Michelle Lyon Drumbl, Robert O. Bentley Professor of Law and Director of the Tax Clinic at Washington and Lee University School of Law, has been named the next Associate Dean for Academic Affairs. Most recently, Drumbl served as Interim Dean during the 2021-22 academic year.
Drumbl succeeds David Baluarte, Professor of Law and Director of the Immigrant Rights Clinic. Baluarte has served in this role since 2019 and will return to the faculty following a sabbatical.
“During Michelle’s term as Interim Dean, she earned the respect of not only her colleagues, but also leaders and administrators across the university,” said Melanie Wilson, Dean of the School of Law. “She is a dedicated teacher, admired greatly by students, a talented scholar, and a tireless institutional citizen who puts the interests of the law school ahead of her own.”
Drumbl joined the law school faculty in 2007. She holds a B.A. in political science from Emory University, a J.D. from the George Washington University School of Law, and an LL.M. in taxation from New York University School of Law.
She founded the law school’s Tax Clinic, training students to provide pro bono representation for low-income taxpayers who have post-filing controversies with the Internal Revenue Service and educate taxpayers about their tax rights and responsibilities. Under her supervision, clinic students represent clients before the IRS in examinations, collections, appeals, Tax Court cases, and a variety of other matters. Since 2008, the Tax Clinic has been awarded more than $1 million in federal funds from the Internal Revenue Service’s Low Income Taxpayer Clinic grant program.
Besides serving as Interim Dean, Drumbl’s extensive service to the university includes chairing the law school’s Educational Planning and Curriculum and Library committees, serving on the law school Strategic Planning Task Force, and as a member of the law school’s Admissions, Building, Clinical Programs, Faculty Appointments and Frances Lewis Law Center committees. She has been a faculty representative to the university’s Board of Trustees and a member of the university’s Faculty Executive Committee and Non-Tenure-Track Faculty Task Force.

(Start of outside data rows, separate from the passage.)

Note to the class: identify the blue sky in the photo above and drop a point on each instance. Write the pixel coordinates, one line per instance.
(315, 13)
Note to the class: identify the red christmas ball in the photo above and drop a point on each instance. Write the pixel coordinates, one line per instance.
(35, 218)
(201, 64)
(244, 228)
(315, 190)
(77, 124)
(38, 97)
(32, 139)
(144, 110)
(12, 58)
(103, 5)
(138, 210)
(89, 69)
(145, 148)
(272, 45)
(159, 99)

”I am honored to take on this role at the law school. I look forward to working with our students and faculty and staff colleagues to further our educational mission,” said Drumbl.
Drumbl’s scholarship focuses on the intersection of low-income taxpayers and fiscal policy, exploring such issues as filing status, innocent spouse relief, and return preparer fraud. She is the author of “Tax Credits for the Working Poor: A Call for Reform” (Cambridge University Press, 2019), and numerous articles and essays in journals such as the South Carolina Law Review, Oregon Law Review, Temple Law Review, Tax Notes, the Florida Tax Review, the Columbia Journal of Tax Law, the Pittsburgh Tax Review, and the eJournal of Tax Research. She is currently chair of the Teaching Taxation Committee of the American Bar Association’s Tax Section and a member of the Editorial Advisory Board of The Tax Lawyer, the nation’s premier peer-reviewed tax law journal.
Prior to joining the faculty of the School of Law, Drumbl was an attorney at the IRS Office of Chief Counsel, where her work focused on the legal interpretation of bilateral income tax treaties and other cross-border taxation issues for the U.S. government. Her private practice experience includes tax controversy work and tax planning. She is a member of the bar in Virginia and Arkansas.